Georges Doriot and Ken Olsen (date unknown)
Georges Doriot (September 1899 – June 1987) was an émigré from France. He became a professor at Harvard Business School in 1926, and then director of the U.S. Army's Military Planning Division, Quartermaster General, during World War II, eventually being promoted to brigadier general. In 1946, he founded American Research and Development Corporation, to encourage private sector investments in businesses run by soldiers who were returning from World War II. AR&D is regarded as one of the world's first venture capital firms, earning him the sobriquet "father of venture capitalism". In addition to the $70,000 investment in DEC ($670,000 in inflation-adjusted 2021 dollars), AR&D made approximately two million in loans to DEC in those early years. Doriot remained a friend and advisor to Ken Olsen until his death in 1987.
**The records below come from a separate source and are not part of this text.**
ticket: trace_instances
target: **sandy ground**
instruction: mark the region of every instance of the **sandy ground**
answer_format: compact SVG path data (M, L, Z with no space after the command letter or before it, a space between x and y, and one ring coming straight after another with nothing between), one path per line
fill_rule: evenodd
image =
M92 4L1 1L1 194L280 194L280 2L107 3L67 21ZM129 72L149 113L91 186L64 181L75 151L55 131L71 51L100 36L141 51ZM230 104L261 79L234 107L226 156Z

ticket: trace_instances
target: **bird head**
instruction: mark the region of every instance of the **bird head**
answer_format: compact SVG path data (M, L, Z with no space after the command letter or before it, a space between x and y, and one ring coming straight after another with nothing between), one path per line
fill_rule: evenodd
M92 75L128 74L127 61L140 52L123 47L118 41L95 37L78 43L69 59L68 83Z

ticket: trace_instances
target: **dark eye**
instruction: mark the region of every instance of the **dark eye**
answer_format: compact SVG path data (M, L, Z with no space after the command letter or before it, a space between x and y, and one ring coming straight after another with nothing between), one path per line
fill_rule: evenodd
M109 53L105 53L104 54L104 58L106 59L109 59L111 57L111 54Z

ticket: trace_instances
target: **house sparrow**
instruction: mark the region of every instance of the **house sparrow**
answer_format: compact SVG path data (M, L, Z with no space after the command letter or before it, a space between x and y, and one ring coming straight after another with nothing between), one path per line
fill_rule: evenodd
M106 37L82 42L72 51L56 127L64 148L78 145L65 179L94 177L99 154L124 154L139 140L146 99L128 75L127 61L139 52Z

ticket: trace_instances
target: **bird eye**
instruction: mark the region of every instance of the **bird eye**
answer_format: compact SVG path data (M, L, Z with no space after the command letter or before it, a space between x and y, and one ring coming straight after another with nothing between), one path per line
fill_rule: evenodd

It was at Lincoln Laboratory that Olsen and Anderson worked on the TX (for Transistor eXperimental) projects that were substituting novel transistor technology for the glass vacuum tubes that were standard for computers at the time. Transistors date to a successful demonstration on December 23, 1947 at Bell Laboratories, at that time the research arm of American Telephone and Telegraph. Within a few years, transistors were commercially, albeit expensively, available. By the late 1950s the technology had improved to allow for ‘pocket-sized’ transistor radios. Meanwhile, at Lincoln Lab, the high-speed operation and interactive features of the TX-0 and TX-2 computers greatly influenced early minicomputer design at Digital.

In 1957, Olsen and Anderson decide to start a company. They submitted a proposal to AR&D in May. They got an investment of $70,000 for a 70 percent share in the company. There was pushback from the investors about “computer” being in the company’s name, because at the time computers were large, expensive, mostly unprofitable machines – think IBM and UNIVAC – hence the name became “Digital Equipment Corporation.” By August they had rented space, and they – and Stan Olsen, Ken’s younger brother – spent weekends painting the space themselves. DEC was launched.

Olsen and Anderson went to Gruber Bros. Furniture and bought $69 worth of office furniture – on 30 days credit.